Bij hoeveel kaartjes levert een voorstelling een zo groot mogelijke opbrengst op?
Of met andere woorden: in welk punt
`(k, v)`
is de waarde van
`R = 3,50*k + 5,00*v`
maximaal?
Gebruik alleen de punten
`(k, v)`
die voldoen aan de voorwaarden:
`k + v le 300`
`k le 2v`
`k ge 0`
`v ge 0`
De punten die aan deze voorwaarden voldoen, zijn aangegeven. Alle punten `(k, v)` waarbij `R` een vaste waarde heeft, liggen op een lijn.
Neem je bijvoorbeeld
`R = 350`
dan geldt voor die punten:
`3,50*k + 5,00*v = 350`
.
Dit is te herleiden tot:
`v = text(-)0,70k + 70`
.
Dat is een rechte lijn die door
`(0, 70)`
en
`(100, 0)`
gaat.
Voor alle punten van die lijn geldt:
`R = 350`
.
Neem je bijvoorbeeld
`R = 700`
, dan geldt voor die punten:
`3,50*k + 5,00*v = 700`
.
Dit is te herleiden tot:
`v = text(-)0,70k + 140`
.
Dat is een rechte lijn die door
`(0, 140)`
en
`(200, 0)`
gaat.
Voor alle punten van die lijn geldt:
`R = 700`
.
Zo kun je doorgaan. De lijnen die dit oplevert heten niveaulijnen, omdat de waarde van `R` een vast niveau heeft. Merk op dat de richtingscoëfficiënt van al deze niveaulijnen gelijk blijft.
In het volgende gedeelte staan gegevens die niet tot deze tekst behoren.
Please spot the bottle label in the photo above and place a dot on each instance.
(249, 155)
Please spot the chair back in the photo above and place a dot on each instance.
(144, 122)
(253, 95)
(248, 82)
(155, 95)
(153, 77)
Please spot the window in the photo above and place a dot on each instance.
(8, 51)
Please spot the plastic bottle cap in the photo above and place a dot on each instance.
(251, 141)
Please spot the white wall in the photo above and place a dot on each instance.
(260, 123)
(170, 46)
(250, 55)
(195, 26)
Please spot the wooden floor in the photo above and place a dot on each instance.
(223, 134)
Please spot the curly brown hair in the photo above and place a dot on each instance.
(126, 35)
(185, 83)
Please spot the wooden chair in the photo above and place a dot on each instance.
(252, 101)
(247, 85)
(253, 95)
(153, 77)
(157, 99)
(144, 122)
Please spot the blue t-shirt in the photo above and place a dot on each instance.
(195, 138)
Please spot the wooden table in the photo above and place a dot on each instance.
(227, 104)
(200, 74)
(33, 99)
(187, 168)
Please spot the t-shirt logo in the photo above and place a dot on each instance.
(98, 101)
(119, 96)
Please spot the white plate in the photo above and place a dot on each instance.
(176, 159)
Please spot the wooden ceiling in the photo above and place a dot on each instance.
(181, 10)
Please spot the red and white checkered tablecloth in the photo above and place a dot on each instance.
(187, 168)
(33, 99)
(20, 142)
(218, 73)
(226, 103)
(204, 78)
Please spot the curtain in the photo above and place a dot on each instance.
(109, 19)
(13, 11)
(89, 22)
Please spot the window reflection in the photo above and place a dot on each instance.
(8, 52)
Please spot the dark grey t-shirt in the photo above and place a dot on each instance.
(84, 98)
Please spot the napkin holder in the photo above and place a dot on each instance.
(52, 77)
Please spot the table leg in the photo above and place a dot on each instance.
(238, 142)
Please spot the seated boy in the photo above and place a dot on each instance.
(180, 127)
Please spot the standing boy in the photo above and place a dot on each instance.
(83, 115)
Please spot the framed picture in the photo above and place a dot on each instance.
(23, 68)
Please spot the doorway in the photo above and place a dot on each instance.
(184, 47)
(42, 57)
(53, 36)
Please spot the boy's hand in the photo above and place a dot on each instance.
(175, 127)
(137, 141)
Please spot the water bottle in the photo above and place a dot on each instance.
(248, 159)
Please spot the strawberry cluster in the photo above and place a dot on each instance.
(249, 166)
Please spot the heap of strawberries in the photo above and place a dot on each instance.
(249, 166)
Wanneer je deze lijn omhoogschuift, vind je dat `R` zo groot mogelijk in het punt `(0, 300)` is.
Bekijk de figuur in
Laat zien dat alle punten waarvoor `R = 1050` liggen op de lijn: `v = text(-)0,7k + 210` .
Teken de niveaulijn met `R = 1050` .
Waarom wordt `R` maximaal in het punt `(0, 300)` ?
Bereken de maximale waarde van `R` .
Voor het bezoek aan de voorstelling stel je als eis dat het aantal volwassenen kleiner moet zijn dan, of gelijk moet zijn aan het aantal kinderen.
Welke nieuwe randvoorwaarde levert dit op?
Teken het gebied met punten die aan deze nieuwe voorwaarde voldoen.
Er blijven maximaal
`300`
zitplaatsen.
In welk punt wordt `R` nu maximaal?
Bereken de maximale waarde van `R` .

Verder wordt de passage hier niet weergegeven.